Sometimes, I do make an effort to identify (and eat!) a species with which I’m not familiar, most notably, the honey mushrooms I found last year.  I made spore prints, noted a host of physical characteristics, considered time of year, habitat, and recent rainfall.  Everything lined up.  There were no questions. I ate them.  They were delicious.

However, if there are ever any questions in my mind – if one identifier doesn’t line up, though everything else does – I won’t eat the mushroom. Period.  I’ll take pictures, and muse upon the mushroom’s identity, but I stop there.

I will probably never eat an American Parasol mushroom.  It’s tall, white and found in woodlands.  So is the aptly-named Destroying Angel.  I’ll look, I’ll be interested, but I’ll leave that one behind for someone else.

This site is merely my diary of my foraging expeditions.  You’re welcome to tramp along with me.

8 responses to “About

  1. I live in northern Il near Wisconsin and wondered if you would ever consider taking someone (me) out with you to teach some basics? I’ve been reading different blogs and it looks like so much fun!

  2. What’s your guess on the morel season this year? Friends (experienced ‘shroomers) & I (beginner) are registered for the annual morel hunt in Ottawa,IL the 1st weekend in May. We’re afraid the season will be over by then since we’ve had such a warm month!

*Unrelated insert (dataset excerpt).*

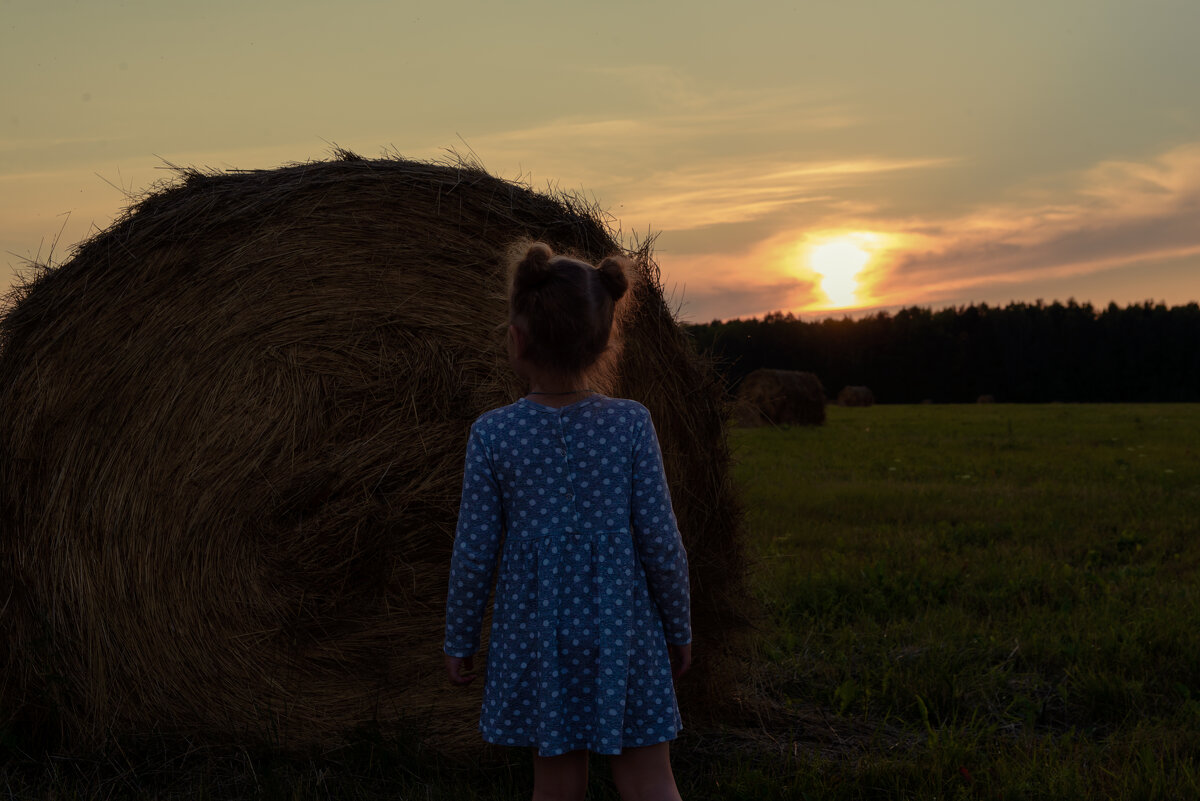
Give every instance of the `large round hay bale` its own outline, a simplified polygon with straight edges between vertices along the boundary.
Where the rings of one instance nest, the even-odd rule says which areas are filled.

    To Rosalia: I joined ILMYCO late last year. Looks like on occasion they may join up with the WI mushroom group for a foray near the IL-WI border. You may want to checkout the WI group as well.

    • Fran, it’s really tough to say. I had a nice find on 4/6 but things have been cold and dry – I’m hearing from others the mushrooms are drying up. But it should be warmer and rainy this weekend, so that may get things going again. I’m just going to keep checking.

  3. Found a few yellow & a couple of old black morels last weekend. Also a really big pheasant back growing in the hollow trunk of a dead tree. In another area found more pheasant backs- fresh. Has anyone eaten those? I understand they’re edible, if so wondering how best to prepare.

    • Hi Fran – I’ve tried pheasant backs – while they’re edible, I don’t love the taste. They have a distinct cucumber / watermelon rind flavor. They’re best when young and tender. I like them best steamed and then marinated in a spicy liquid that’s heavy on Asian flavors. That said, I don’t go looking for them, but I do see them everywhere!

  4. Hi! I live in McHenry, am a member of WI and IL myco societies but don’t go to meetings due to distance. My adult daughter and I hunt together and would love to carpool to events or hunt together. Let me know if you’re interested. I don’t mind driving and paying for gas.

  5. I am an avid Hen Of Woods hunter but have been unable to find any at my normal spots so far this year. Any luck up north yet? Do you know of anyone who purchases Hens? They are so delicious there has to be a market for them somewhere. Im located in central Illinois. I enjoy your website, thanks.